Unofficial reports say that more than 10,000 people have converted to Christianity in Kashmir since 1990.

“There are more Christians in Kashmir than on the record,” Premi Gergan, a prominent Christian in Kashmir, told Christianity Today in an article published last year on its Web site, www.christianitytoday.com. “The number goes into the thousands in the rural areas. We don’t want to advertise. It has serious repercussions.”

The Rev.
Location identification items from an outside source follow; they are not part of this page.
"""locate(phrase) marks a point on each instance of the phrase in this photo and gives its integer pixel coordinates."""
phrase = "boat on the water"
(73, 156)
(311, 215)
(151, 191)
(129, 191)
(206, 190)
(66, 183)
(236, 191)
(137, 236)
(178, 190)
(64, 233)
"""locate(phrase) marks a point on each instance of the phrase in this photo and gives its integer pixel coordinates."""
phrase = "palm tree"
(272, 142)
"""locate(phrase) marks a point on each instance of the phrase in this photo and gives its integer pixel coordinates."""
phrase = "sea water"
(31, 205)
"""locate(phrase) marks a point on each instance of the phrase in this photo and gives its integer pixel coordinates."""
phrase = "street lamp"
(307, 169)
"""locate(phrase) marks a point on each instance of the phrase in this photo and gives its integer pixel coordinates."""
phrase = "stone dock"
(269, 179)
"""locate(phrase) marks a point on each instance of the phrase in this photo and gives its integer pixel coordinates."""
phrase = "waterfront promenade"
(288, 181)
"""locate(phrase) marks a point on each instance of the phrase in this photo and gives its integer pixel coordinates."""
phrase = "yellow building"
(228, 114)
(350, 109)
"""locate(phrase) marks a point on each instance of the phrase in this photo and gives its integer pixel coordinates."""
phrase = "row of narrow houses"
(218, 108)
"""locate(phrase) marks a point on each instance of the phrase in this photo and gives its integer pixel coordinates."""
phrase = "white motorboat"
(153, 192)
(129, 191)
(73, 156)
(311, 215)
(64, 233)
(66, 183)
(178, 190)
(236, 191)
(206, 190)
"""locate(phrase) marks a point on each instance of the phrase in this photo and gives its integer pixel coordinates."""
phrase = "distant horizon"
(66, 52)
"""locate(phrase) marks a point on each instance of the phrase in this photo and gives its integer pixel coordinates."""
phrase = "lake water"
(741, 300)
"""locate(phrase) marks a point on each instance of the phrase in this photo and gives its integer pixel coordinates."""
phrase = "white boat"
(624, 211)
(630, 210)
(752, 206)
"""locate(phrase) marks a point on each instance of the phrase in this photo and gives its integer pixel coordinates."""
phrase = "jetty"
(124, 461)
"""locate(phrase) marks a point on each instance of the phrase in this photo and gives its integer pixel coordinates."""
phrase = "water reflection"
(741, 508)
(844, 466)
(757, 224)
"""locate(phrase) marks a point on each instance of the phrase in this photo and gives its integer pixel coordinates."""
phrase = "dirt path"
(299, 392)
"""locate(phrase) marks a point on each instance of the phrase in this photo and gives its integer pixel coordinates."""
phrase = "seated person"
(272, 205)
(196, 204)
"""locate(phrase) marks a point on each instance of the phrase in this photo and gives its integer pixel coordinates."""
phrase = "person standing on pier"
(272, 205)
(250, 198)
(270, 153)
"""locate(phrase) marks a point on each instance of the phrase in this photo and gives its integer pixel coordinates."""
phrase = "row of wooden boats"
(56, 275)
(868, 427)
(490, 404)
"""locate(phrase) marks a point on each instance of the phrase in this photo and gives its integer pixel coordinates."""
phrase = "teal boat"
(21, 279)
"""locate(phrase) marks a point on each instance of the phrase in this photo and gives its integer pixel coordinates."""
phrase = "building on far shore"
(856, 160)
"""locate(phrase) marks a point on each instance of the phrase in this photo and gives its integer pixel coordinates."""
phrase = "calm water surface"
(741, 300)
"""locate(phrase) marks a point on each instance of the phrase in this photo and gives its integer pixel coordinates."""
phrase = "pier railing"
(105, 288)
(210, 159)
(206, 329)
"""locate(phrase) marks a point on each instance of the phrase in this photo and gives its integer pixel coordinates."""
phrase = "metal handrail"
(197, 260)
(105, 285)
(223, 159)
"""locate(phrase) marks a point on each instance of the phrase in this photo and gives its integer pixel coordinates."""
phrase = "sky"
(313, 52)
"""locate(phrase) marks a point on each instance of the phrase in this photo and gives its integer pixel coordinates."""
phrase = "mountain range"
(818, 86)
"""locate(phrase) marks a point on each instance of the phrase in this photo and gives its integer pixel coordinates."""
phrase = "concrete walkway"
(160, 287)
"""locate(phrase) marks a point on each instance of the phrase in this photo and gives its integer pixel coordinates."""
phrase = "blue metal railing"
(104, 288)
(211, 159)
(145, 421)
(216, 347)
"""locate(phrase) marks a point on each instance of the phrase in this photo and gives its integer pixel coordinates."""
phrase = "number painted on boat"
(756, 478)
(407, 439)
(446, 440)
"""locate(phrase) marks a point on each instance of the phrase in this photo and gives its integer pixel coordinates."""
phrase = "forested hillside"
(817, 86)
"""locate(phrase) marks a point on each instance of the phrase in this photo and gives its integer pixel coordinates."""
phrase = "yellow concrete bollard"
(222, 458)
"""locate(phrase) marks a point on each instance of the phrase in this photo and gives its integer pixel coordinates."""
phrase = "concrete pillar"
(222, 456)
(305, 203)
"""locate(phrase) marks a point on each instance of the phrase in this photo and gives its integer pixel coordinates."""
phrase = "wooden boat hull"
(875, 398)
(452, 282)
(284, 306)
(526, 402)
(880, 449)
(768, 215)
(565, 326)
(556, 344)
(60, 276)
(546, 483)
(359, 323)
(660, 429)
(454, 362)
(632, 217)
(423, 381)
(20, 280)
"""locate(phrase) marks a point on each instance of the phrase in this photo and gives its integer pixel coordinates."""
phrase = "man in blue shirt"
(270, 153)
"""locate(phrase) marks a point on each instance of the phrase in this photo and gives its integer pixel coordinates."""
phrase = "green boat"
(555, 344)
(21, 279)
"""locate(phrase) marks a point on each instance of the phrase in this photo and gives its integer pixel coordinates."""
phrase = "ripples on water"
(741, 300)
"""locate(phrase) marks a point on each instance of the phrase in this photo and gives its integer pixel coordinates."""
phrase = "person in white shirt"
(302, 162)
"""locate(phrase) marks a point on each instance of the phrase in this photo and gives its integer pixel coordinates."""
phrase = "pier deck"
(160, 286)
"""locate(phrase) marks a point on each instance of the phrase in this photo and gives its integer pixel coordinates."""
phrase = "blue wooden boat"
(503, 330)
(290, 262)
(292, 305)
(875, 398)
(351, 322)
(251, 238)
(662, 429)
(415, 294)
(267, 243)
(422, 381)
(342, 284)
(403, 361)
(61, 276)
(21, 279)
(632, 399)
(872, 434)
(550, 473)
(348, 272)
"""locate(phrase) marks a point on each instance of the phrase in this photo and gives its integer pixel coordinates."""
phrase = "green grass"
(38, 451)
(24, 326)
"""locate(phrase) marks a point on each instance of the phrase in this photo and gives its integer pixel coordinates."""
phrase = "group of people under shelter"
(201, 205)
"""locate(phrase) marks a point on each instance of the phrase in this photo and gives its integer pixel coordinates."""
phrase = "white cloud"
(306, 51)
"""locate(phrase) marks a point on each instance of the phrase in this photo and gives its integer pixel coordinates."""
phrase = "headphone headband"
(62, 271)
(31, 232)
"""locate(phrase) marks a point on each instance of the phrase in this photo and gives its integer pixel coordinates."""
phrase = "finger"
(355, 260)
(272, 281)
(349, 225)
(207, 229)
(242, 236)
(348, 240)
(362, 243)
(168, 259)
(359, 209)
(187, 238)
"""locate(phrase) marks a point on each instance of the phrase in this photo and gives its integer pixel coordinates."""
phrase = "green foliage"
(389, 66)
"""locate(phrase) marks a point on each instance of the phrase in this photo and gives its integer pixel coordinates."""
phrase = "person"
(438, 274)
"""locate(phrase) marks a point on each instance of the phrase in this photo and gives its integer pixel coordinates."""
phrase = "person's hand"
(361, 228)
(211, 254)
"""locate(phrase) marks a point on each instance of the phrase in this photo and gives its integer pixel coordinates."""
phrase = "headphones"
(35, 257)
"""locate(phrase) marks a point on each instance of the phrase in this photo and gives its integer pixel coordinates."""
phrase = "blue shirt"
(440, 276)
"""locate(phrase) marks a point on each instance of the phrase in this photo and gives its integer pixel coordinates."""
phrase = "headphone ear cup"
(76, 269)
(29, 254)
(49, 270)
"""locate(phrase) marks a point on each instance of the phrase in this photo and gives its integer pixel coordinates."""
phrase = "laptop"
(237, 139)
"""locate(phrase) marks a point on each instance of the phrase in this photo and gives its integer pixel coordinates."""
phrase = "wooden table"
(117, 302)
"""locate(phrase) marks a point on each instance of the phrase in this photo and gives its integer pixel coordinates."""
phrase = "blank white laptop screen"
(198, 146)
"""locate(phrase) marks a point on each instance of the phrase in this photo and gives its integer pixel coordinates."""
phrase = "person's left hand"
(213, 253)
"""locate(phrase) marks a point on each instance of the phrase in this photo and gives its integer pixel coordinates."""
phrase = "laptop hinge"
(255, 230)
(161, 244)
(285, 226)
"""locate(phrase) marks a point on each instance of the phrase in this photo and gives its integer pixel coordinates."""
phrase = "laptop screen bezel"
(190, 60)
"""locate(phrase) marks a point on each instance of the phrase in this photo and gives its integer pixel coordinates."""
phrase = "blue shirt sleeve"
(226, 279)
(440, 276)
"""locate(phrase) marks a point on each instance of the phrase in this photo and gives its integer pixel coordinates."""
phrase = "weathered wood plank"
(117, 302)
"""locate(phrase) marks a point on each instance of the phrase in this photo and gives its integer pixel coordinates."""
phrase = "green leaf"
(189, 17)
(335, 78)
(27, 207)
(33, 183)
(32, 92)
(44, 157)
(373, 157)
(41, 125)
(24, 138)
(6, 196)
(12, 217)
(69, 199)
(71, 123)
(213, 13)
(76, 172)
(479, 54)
Chander Mani Khanna, head of the All Saints Church, one of the oldest churches in Srinagar and part of the Anglican Church of North India, has a different take on the issue.

“It would be a huge step for these young people to convert, and most of them are more interested in talking about their problems than in conversion,” says Mr. Khanna, who has been counseling young people in Kashmir and has converted only one person in 12 months.

“This idea of mass conversions taking place in the state is totally false.”

However, Mr. Khanna says, the number of young Muslims attending his church services has more than doubled in the last year.

Christian missionaries have had more to fear from right-wing Hindu groups from the upper castes of society who are opposed to the conversions of lower-caste Hindus and other disenfranchised groups trying to escape their place in Indian society.

In 1999, Hindu extremists burned alive Australian missionary Graham Staines, along with his two young sons. Mr. Staines was accused of converting the tribal people of the northeastern state of Orissa.

But officials estimate that only 2.18 percent of the total Indian population is Christian and the figure is declining with every census.

“It’s laughable to say that Christian groups today pose any kind of threat to the Hindu establishment,” says the Rev. Dominic Emmanuel, Public Affairs spokesman for the Catholic Bishops Conference of India.

“But missionaries always try to fulfill a vacuum, and if there is a need in Kashmir then they will surely be expected to go there,” says Father Emmanuel. “It’s their duty.”